When you go on a nutritional cleanse, part of the purpose is to reset your body’s response to food so that you can listen to what your body is telling you to eat, rather than just what you’re used to eating. In a similar way, you need a cleanse or a reset of your movement and your approach to movement and the way you respond to life. If you don’t have that reset it can be challenging to know what it means to take care of yourself because you’re still in the same situation, the same dynamic, responding in the same way and not in tune with what is happening to you. What your body might be telling you in the moment is covered up by your past. The subtle signals in your body are covered by the stuck tension you’ve been carrying for years. So you can’t hear them or don’t acknowledge their importance. The changes you might want are trapped by your beliefs as well. For example, if you believe you have a bad back, if you believe you’re a person with a bad back, it’s very to difficult to hear or even allow for positive change in your back. That change would go against your belief of your back.
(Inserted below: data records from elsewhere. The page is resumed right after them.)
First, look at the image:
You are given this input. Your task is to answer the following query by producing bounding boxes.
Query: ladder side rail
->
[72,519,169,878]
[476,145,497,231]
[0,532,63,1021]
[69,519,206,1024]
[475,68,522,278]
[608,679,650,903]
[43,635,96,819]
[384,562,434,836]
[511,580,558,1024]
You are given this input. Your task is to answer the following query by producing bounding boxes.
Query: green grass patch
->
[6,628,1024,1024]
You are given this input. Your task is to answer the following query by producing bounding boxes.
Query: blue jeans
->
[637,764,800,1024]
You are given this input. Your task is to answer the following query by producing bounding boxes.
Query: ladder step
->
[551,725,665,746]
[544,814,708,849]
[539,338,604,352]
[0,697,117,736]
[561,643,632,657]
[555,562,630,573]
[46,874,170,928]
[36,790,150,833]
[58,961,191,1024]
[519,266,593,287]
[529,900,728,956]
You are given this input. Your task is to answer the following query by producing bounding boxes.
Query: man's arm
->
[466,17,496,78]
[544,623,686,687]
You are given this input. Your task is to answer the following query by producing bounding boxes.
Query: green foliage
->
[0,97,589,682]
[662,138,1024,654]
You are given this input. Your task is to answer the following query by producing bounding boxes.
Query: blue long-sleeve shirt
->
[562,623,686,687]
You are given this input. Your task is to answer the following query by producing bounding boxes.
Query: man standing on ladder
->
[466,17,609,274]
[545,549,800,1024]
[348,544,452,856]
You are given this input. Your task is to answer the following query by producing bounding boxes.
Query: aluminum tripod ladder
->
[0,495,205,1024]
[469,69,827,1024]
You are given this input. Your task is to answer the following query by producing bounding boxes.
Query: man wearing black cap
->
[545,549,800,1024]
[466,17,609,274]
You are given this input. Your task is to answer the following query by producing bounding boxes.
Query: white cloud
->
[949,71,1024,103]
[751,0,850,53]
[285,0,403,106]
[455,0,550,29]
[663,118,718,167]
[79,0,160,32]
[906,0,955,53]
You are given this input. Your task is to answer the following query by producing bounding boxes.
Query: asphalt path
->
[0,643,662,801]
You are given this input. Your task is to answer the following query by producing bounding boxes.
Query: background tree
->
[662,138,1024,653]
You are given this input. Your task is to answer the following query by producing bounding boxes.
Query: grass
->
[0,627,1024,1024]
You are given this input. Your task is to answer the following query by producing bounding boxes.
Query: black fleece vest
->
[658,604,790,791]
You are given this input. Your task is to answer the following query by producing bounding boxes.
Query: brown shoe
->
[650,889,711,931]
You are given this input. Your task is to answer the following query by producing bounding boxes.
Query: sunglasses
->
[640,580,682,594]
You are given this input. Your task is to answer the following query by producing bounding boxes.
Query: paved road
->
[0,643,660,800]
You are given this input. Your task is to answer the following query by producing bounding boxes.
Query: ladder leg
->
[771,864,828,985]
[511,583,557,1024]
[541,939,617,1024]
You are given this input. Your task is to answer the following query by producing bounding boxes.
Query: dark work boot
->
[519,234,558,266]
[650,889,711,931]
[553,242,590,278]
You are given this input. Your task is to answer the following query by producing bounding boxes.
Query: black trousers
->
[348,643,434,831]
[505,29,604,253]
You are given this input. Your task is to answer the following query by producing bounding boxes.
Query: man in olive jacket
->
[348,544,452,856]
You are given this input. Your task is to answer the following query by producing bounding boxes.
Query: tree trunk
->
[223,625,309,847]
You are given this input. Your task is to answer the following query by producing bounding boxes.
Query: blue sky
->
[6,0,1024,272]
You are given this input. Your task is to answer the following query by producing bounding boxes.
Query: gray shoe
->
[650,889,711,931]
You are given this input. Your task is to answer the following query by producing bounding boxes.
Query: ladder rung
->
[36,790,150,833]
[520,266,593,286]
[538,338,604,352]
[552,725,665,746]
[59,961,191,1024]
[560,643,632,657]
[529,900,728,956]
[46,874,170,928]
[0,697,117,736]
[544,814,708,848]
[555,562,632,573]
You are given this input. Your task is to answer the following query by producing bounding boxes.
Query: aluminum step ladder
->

It can still happen but it’s much harder for it to occur when it has to fight that belief. This doesn’t mean you haven’t experienced pain in your back. But pain doesn’t mean your back is “bad.” That’s like telling a child they’re bad at math and then wondering why their grades don’t improve. How can your back improve if you keep telling yourself it’s bad?
And that’s where you need a lot of self-empathy. If you find it challenging to listen to yourself, to take care of yourself, if you’re not even sure what that means, then start with some compassion because that’s asking a lot. You need to reset. That’s the work I do. I help reset your body and your approach to life.